Neuron N 1 will identify one line, say L 1 and neuron N 2 will identify another line L 2. N 3 will finally solve our problem:

Implementing this in Python will have to wait for the next chapter in our machine learning tutorial.

practice

Exercise 1

We can extend logical AND to a floating point value between 0 AND 1 by:

Try training a neural network with only one perceptron. Why doesn’t it work?

Ex 2

A point belongs to class 0 if X1<0.5 and belongs to class 1 if X1>=0.5. Train a network with a perceptron to classify arbitrary points. What do you think about cutting boundaries? What about the input value X2

Practice problem solution

The solution to the first exercise

P = perceptron (weight = [0.3, 0.3, 0.3], deviation = 1, learning_rate = 0.2) def labelled_samples (n): for _ in range (n): S = np. Random. Random ((2,)) yield (s, 1) if S [0] >= 0.5 and s [1] >= 0.5 else (s, 0) The label is at Labelled_samples (30) : p. Adjust (tags, input data) test_data, test_labels = list (zip (* labelled_samples (60))) evaluation = p. Evaluate (test_data, test_Labels) print (evaluate)Copy the code

Output:

Counter ({' true ': 52,' false ': 8})Copy the code

The easiest way to see why it doesn’t work is to visualize the data.

Test_data = [test_data [I] for I in range (len (test_data)) if test_labels [I] == 1] zeroes = [ Test_data [I] for I in range (len (test_data)) if test_labels [I] == 0] graph, ax = PLT. Subplots () xmin, xmax = -0.2, 1.2x, Y = list (zip (* ones)) ax. Scatter (X, Y, color = "g") X, Y = List (zip (* Zeroes)) ax. Scatter (X, Y, color = "r") ax. Set_xlim ([xmin, xmax]) ax. Set_ylim ([-0.1, 1.1]) c = -p. Weight [2] / p. The weight [1] m = -p. Weight [0] / p. Weight [1] X = Np.arange (xmin, xmax, 0.1) ax. Plot (X, m * X + C, label = "decision boundary")Copy the code

Output:

[< matplotlib. Lines. Line2D in 0 x7fba8a295790 >]

We can see that the green dot and the red dot are not a straight line.

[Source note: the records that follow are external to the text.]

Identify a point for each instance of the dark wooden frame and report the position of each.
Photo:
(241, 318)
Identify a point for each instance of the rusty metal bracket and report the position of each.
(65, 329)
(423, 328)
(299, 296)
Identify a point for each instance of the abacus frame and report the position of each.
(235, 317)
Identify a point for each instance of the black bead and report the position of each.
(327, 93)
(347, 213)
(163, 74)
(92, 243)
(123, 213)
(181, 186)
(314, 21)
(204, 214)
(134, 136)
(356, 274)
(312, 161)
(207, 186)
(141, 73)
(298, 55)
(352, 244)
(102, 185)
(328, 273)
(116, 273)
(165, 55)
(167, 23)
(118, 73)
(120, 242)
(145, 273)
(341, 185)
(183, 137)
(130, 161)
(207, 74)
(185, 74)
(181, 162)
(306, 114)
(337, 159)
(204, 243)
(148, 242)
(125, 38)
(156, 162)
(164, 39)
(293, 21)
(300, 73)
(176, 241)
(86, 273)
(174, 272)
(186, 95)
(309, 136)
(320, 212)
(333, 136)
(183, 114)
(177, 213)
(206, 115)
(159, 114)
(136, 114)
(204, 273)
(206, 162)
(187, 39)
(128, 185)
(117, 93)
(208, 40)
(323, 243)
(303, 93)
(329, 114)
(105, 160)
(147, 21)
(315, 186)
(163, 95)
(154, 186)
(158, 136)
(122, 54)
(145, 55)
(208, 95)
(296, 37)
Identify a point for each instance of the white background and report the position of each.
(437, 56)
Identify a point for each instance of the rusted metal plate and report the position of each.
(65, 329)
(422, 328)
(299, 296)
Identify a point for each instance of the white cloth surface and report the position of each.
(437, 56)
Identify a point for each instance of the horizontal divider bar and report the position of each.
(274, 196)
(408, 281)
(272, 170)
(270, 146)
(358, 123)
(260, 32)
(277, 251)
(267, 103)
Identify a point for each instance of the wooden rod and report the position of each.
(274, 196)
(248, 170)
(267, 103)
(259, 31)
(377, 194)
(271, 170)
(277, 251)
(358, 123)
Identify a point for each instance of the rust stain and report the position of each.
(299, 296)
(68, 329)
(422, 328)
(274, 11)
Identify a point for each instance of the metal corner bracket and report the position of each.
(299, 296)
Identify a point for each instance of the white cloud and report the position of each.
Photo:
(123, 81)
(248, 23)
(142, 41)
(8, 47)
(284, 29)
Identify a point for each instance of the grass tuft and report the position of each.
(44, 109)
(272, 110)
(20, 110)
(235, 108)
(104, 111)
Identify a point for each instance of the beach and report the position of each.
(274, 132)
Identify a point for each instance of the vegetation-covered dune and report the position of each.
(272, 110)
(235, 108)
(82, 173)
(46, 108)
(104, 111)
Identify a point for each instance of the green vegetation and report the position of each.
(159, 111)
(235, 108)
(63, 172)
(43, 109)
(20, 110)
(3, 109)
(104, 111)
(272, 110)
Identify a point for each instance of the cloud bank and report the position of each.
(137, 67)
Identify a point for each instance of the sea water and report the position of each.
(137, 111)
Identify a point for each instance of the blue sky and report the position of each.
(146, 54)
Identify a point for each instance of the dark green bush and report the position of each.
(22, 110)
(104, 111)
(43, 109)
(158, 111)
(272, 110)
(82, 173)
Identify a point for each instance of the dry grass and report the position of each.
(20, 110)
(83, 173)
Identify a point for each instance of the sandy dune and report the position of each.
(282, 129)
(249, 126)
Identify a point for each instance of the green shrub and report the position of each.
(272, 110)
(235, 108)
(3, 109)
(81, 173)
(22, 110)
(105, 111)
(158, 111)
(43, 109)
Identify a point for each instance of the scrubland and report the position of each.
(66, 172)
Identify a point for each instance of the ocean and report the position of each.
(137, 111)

The solution to the second exercise

Import numpy as NP from collections import Counter def labelled_samples (n): for _ in range (n): s = NP. Random. Random ((2,)) yield (s, 0) if s [0] < 0.5 else (s, 1) p = [0.3, 0.3, 0.3], Learning_rate = 0.4) for IN_DATA, the tag is at Labelled_samples (300) : p. Adjust (labels, input data) test_data, test_labels = list (zip (* labelled_samples (500))) print (p. Weight) p. Evaluation (test_data, test_labels)Copy the code

Output:

[2.22622234-0.05588858-0.9] counter ({' correct ': 460,' wrong ': 40})Copy the code
Test_data = [test_data [I] for I in range (len (test_data)) if test_labels [ I] == 1] zeroes = [test_data [I] for I in range (len (test_data)) if test_labels [I] == 0] graph, ax = PLT. Subplots () xmin, xmax = -0.2, 1.2x, Y = list (zip (* ones)) ax. Scatter (X, Y, color = "g") X, Y = List (zip (* Zeroes)) ax. Scatter (X, Y, color = "r") ax. Set_xlim ([xmin, xmax]) ax. Set_ylim ([-0.1, 1.1]) c = -p. Weight [2] / p. The weight [1] m = -p. Weight [0] / p. Weight [1] X = Np.arange (xmin, xmax, 0.1) ax. Plot (X, m * X + C, label = "decision boundary")Copy the code

Output:

[<matplotlib.lines.Line2D at 0x7fba8a1fbac0>] p. Weight, meter output: (Array ([2.22622234, -0.05588858, -0.9]), 39.83322163376969) m In this case, the slope must get bigger and bigger.